Shaped by Adversity | Suji
Then one day Alex had a life changing injury on the football field. Regular playing time was already over, when he was badly hit by an opposing player. Initially, Alex played the pain down, took an ibuprofen and tried to pretend as though a good night’s sleep would work wonders. However, the sheer size of the swollen leg said otherwise. He was delivered to the A&E, where it was found that the brute force to a hyperextended knee resulted in a broken tibia, ruptured ACL, and a severely damaged meniscus.
He knew in that moment that his playing career was over. His dreams of sporting success were gone. In an instant, Alex’s entire vision for his future was cancelled and he was all of a sudden facing a completely different outlook.
The perseverance and discipline that Alex learned in his athletic career were crucial now. He put all his efforts into recovery. He got frustrated that it was taking so long. He read everything he could get his hands on, about how to hasten his recovery and ultimately started experimenting with muscle stimulation.
He started off by replicating muscle stimulation effects with random items lying around the house, quickly progressing to more sophisticated equipment. His religious-like physio attendance, his determination to come out stronger and most importantly the added benefit of the muscle stimulation experimentation, allowed him to shave off more than 30% rehab time.
This injury gave him his eureka moment. He was not destined to be an athlete, instead he was going to help athletes recover, rehab and train smarter with tech-enabled innovative equipment.
During the BioCity Accelerator, he started developing his first MVP, a muscle stimulator.

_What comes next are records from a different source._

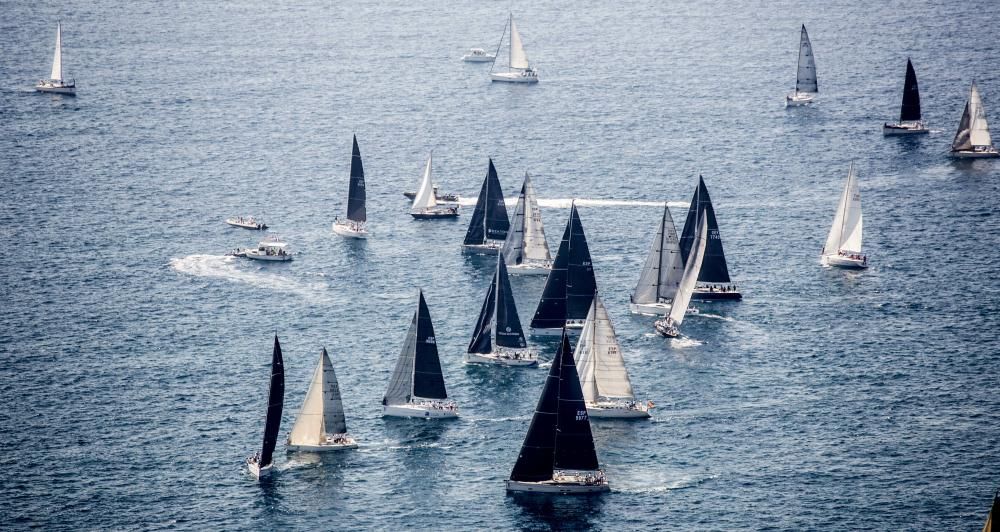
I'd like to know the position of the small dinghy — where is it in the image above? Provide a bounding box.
[226,216,267,231]
[502,172,552,275]
[465,255,538,366]
[286,347,358,453]
[410,153,458,220]
[951,81,998,159]
[785,24,819,107]
[573,294,652,418]
[820,162,868,269]
[382,291,458,419]
[531,202,597,336]
[333,135,368,238]
[490,13,538,83]
[35,22,76,95]
[246,335,285,479]
[882,57,930,137]
[653,210,711,338]
[505,333,609,495]
[628,204,684,316]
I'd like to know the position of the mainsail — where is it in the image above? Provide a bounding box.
[573,294,635,403]
[632,205,684,304]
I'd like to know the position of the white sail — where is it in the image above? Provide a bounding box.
[411,153,437,212]
[574,294,635,403]
[669,211,708,327]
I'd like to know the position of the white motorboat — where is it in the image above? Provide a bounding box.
[462,48,496,63]
[882,58,930,137]
[333,135,368,239]
[785,24,819,107]
[820,162,868,269]
[285,348,358,453]
[35,22,76,95]
[951,81,1000,159]
[573,294,650,418]
[490,14,538,83]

Alex pounded down the doors of every sports stadium he could find to try and get early users. Scottish Rugby, GB Hockey, Wimbledon.
Murrayfield Stadium became his new home, where he spent all his time outside university trying to convince the athletes to try out his equipment. He built a strong relationship with Dr Luke Vella (rehab S&C) at Edinburgh Rugby, who was impressed by Alex’s ideas and simultaneously introduced him to the method of Blood Flow Restriction (“BFR”): a training practice that had started to be covered in research only 20 years ago and not yet found any real practical applications. The more he read & heard, the more he realised this might be the answer for both shorter recovery and prevention of muscle-mass loss.
3 weeks in to the 12-week accelerator, he threw everything overboard and built his true MVP: a tech-enabled BFR device that allowed athletes to perform low-load workouts with the same level of muscle stimulation. At that point, he was a frequent (if not daily visitor) to Murrayfield, helping athletes like rising Scottish star Duhan van der Merwe to both recover from leg injury and cement his place on the Scottish wing.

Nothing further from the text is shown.